At the time when I'm first cooking the beans, I may have no idea what use I'm going to put them to on days 2 and 3.  Beans never go to waste in my house.  Day 2 might be a hot bean and pasta salad; day 3 might be a vegetarian bean and cabbage soup (another favorite combination of flavors), using up the bean cooking liquid.  Or day 2 might be a bean gratin, the beans spread out in a small baking dish and topped with breadcrumbs and butter, first warmed through in the oven and then run under the broiler for just long enough to brown the breadcrumbs.  Day 3 could be a cold salad of beans, fennel, and strong garlic mayonnaise.  Some members of the bean family have very distinctive flavors – black beans, black-eyed peas, chickpeas, chowder peas, favas, kidney beans, ordinary and split peas – but most are interchangeable.  I'm not saying that there's no difference between, say, refritos made with pinto beans and a similar dish made with flageolets; I am saying that if the one tastes good the other probably will too.

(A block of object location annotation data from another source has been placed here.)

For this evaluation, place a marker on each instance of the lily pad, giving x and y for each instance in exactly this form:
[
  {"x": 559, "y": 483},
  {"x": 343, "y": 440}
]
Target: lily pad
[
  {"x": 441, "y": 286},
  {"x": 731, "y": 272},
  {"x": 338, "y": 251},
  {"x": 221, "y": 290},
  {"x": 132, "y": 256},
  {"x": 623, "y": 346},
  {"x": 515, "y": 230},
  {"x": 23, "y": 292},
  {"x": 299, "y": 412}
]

Most experts will tell you to store the beans for days 2 and 3 in your refrigerator, and that's undoubtedly good advice, but I prefer to leave them in their tall pot on the stove.  I bring them up to a simmer and simmer them 2-3 minutes.  I do that once a day unless the weather is very hot, and then I do it twice a day.  My refrigerator is small, I wash all my dishes by hand, and I'm used to heating stuff up on the stove to keep it from going bad.  You might want to keep the beans presentable by some other means.